Subject: Re: 3.15-rc8 oops in copy_page_rep after page fault.

On Fri, Jun 06, 2014 at 01:43:17PM -0400, Dave Jones wrote:
> Not much to go on here. It rebooted right after dumping this.
>
> RIP: 0010:[<ffffffff8b3287b5>] [<ffffffff8b3287b5>] copy_page_rep+0x5/0x10
> Call Trace:
> [<ffffffff8b1be8db>] ? do_huge_pmd_wp_page+0x5cb/0x850
> [<ffffffff8b187010>] handle_mm_fault+0x1e0/0xc50
> [<ffffffff8b1b4662>] ? kmem_cache_free+0x1c2/0x200
> [<ffffffff8b7472d9>] __do_page_fault+0x1c9/0x630
> [<ffffffff8b010a98>] ? perf_trace_sys_enter+0x38/0x180
> [<ffffffff8b11897b>] ? __acct_update_integrals+0x8b/0x120
> [<ffffffff8b747bfb>] ? preempt_count_sub+0xab/0x100
> [<ffffffff8b74775e>] do_page_fault+0x1e/0x70
> [<ffffffff8b7441b2>] page_fault+0x22/0x30

Ok, I can reproduce this fairly easily.

The only prerequisite seems to be that before I start the fuzzer I do..

echo 65536 > /proc/sys/vm/mmap_min_addr

If I don't do that, then it seems to survive, so maybe that's a clue ?

Dave

2014-06-06 18:26:16

by Linus Torvalds

[permalink] [raw]

Subject: Re: 3.15-rc8 oops in copy_page_rep after page fault.

On Fri, Jun 6, 2014 at 10:43 AM, Dave Jones <[email protected]> wrote:
>
> RIP: 0010:[<ffffffff8b3287b5>] [<ffffffff8b3287b5>] copy_page_rep+0x5/0x10

Ok, it's the first iteration of "rep movsq" (%rcx is still 0x200) for
copying a page, and the pages are

RSI: ffff880052766000
RDI: ffff880014efe000

which both look like reasonable kernel addresses. So I'm assuming it's
DEBUG_PAGEALLOC that makes this trigger, and since the error code is
0, and the CR2 value matches RSI, it's the source page that seems to
have been freed.

And I see absolutely _zero_ reason for wht your 64k mmap_min_addr
should make any difference what-so-ever. That's just odd.

Anyway, can you try to figure out _which_ copy_user_highpage() it is
(by looking at what is around the call-site at
"handle_mm_fault+0x1e0". The fact that we have a stale
do_huge_pmd_wp_page() on the stack makes me suspect that we have hit
that VM_FAULT_FALLBACK case and this is related to splitting. Adding a
few more people explicitly to the cc in case anybody sees anything
(original email on lkml and linux-mm for context, guys).

Linus

2014-06-06 18:39:47

by Dave Jones

[permalink] [raw]

Subject: Re: 3.15-rc8 oops in copy_page_rep after page fault.
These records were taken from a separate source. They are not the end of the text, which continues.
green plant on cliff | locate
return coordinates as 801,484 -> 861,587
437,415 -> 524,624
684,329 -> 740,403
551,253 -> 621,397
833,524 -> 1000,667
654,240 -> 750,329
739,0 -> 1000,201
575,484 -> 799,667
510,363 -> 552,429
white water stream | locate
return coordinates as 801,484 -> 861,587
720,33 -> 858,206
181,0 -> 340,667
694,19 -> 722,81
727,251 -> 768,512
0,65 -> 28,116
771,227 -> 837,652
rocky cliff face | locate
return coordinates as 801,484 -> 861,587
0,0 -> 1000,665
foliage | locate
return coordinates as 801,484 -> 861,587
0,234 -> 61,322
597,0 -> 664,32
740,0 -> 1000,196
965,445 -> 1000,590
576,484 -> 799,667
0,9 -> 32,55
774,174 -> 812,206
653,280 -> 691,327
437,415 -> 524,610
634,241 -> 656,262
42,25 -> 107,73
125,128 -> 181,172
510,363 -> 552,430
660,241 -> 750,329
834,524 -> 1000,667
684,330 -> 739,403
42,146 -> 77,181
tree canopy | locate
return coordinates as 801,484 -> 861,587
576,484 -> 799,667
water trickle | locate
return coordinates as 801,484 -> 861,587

On Fri, Jun 06, 2014 at 11:26:14AM -0700, Linus Torvalds wrote:
> On Fri, Jun 6, 2014 at 10:43 AM, Dave Jones <[email protected]> wrote:
> >
> > RIP: 0010:[<ffffffff8b3287b5>] [<ffffffff8b3287b5>] copy_page_rep+0x5/0x10
>
> Ok, it's the first iteration of "rep movsq" (%rcx is still 0x200) for
> copying a page, and the pages are
>
> RSI: ffff880052766000
> RDI: ffff880014efe000
>
> which both look like reasonable kernel addresses. So I'm assuming it's
> DEBUG_PAGEALLOC that makes this trigger, and since the error code is
> 0, and the CR2 value matches RSI, it's the source page that seems to
> have been freed.
>
> And I see absolutely _zero_ reason for wht your 64k mmap_min_addr
> should make any difference what-so-ever. That's just odd.

I did some further experimenting. With it set to 4k it ran for a while
until I got bored. With it set to 8k I saw the crash above, but it took
longer to happen. With 64k it takes seconds to reproduce.
It might just be coincidental due to the way what mmaps trinity tries
succeed/fail, but it is curious.

> Anyway, can you try to figure out _which_ copy_user_highpage() it is
> (by looking at what is around the call-site at
> "handle_mm_fault+0x1e0". The fact that we have a stale
> do_huge_pmd_wp_page() on the stack makes me suspect that we have hit
> that VM_FAULT_FALLBACK case and this is related to splitting. Adding a
> few more people explicitly to the cc in case anybody sees anything
> (original email on lkml and linux-mm for context, guys).

full disasm at http://codemonkey.org.uk/junk/memory.S.txt

handle_mm_fault+0x1e0 looks to be 0x49f0 which is..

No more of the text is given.